Marking Up the Dialogs with $<$utterance$>$ Tags:
The Unit of Utterance in the Technical Sense
Syun TUTIYA
Department of Philosophy, Chiba University
1-33 Yayoi-cho, Inage-ku, Chiba, 263 Japan
tutiya@cogsci.l.chiba-u.ac.jp
In the process of developing corpora of spoken dialogs is always
involved the task of tagging the text as a sequence of utterances.
Interestingly enough, an utterance is not necessarily a sentence in
the grammatical sense, nor a sentence an utterance. Besides, the
sentences might not be completed for various obvious reasons.
Responses from the interlocuter might not be verbal but could be
kinetic. Most typically, one interlocuter's utterance might interrupt
the other's utterance, giving the observer the impression that the
utterances do not follow each other but overlap. All these casual
observations lead us to a serious consideration of the notion of
``utterance'' and the way to tag utterances. We still need to
compromise about the notion of ``utterance'' in the technical sense.
By definition, a dialog is a sequence of utterances. In terms of
SGML, the mark-up language we have decided to adopt as the basis of
our tags of the transcription of dialogs, the content model of the
element $<$text type=dialog$>$ is one or more of the ordered sequence
of the elements $<$u$>$. Technically put, the problem is where to put
the start tag $<$u$>$ and the end tag $<$/u$>$ for each utterance.
Take for example the difficult case of semi-interruption. In the
dialogs in Japanese, speakers, more often than observed in the dialogs
in English, tend to utter interjective phrases or non- lexical human
voices as signs of assent. Assuming we are equipped with an SGML
mechanism of handling overlapping phenomena as in the line of TEI, we
still have problems deciding on the status of such assenting sounds
and the continuity of the utterance to which such assents are
addressed.
The literature from the preceding attempts to mark up dialogs
mainly in English show two distinctive policies in handling the
unity of the utterance. In the tradition of conversation analysis
and discourse understanding, where the notion of ``turn taking''
plays an important role, the utterance is more or less synonymous
with the turn in their sense. An utterance would continue as long
as the other interlocuter take up the right of utterance. In
their analysis, the kinds of ascending voices would not mark the
end of the interlocuter's utterance. On the other hand, in the
tradition of cognitive science and discourse analysis, it is more
customary to ``chop'' the dialogs in smaller pieces, searching for
a unit which is just a little longer than a linguistic phrase.

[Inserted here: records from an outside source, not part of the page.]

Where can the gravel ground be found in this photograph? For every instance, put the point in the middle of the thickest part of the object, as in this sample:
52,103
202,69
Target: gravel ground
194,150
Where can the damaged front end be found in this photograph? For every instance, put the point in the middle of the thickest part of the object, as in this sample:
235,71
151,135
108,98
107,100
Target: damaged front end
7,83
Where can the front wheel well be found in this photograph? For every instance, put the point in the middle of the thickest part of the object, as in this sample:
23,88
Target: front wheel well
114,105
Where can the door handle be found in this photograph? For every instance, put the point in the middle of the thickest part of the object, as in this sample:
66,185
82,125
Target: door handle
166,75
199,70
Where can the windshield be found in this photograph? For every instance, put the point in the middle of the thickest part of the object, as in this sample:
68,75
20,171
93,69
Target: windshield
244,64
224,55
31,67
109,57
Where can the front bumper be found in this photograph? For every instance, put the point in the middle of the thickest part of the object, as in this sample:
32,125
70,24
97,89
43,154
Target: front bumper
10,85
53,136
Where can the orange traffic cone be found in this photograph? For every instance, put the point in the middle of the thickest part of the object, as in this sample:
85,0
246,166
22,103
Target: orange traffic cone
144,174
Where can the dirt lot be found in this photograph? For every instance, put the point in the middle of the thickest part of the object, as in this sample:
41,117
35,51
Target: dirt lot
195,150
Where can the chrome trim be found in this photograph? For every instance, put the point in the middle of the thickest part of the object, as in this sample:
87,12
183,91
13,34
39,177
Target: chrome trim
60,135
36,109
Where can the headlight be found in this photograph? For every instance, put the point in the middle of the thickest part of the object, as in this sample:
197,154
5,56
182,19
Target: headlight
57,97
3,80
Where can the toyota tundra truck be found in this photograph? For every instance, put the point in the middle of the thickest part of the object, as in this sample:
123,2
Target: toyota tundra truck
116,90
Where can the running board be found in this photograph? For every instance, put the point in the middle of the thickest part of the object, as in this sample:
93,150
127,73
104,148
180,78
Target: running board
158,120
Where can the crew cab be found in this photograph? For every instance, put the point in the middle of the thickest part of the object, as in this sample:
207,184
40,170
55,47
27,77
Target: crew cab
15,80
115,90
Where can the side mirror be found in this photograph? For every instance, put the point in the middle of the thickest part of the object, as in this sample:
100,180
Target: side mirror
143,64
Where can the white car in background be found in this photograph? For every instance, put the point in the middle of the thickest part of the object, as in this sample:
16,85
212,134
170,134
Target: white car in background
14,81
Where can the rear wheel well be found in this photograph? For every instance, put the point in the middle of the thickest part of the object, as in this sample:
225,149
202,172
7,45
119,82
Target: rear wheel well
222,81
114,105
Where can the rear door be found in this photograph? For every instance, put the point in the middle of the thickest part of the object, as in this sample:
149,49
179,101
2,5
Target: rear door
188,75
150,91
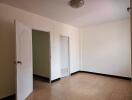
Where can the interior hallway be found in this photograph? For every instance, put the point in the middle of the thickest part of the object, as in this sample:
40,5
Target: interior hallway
83,86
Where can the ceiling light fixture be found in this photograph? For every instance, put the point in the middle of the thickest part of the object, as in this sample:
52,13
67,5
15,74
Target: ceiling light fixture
76,3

We have experimentally tagged sample dialogs from the recording of
map task dialogs in Japanese according to the two different
policies and collected statistical data. After analysis, we are
inclined to decide that the dialog transcriptions tagged with the
notion of utterance in the second tradition would provide more
reliable basis for further research in both speech
recognition/generation and discourse understanding.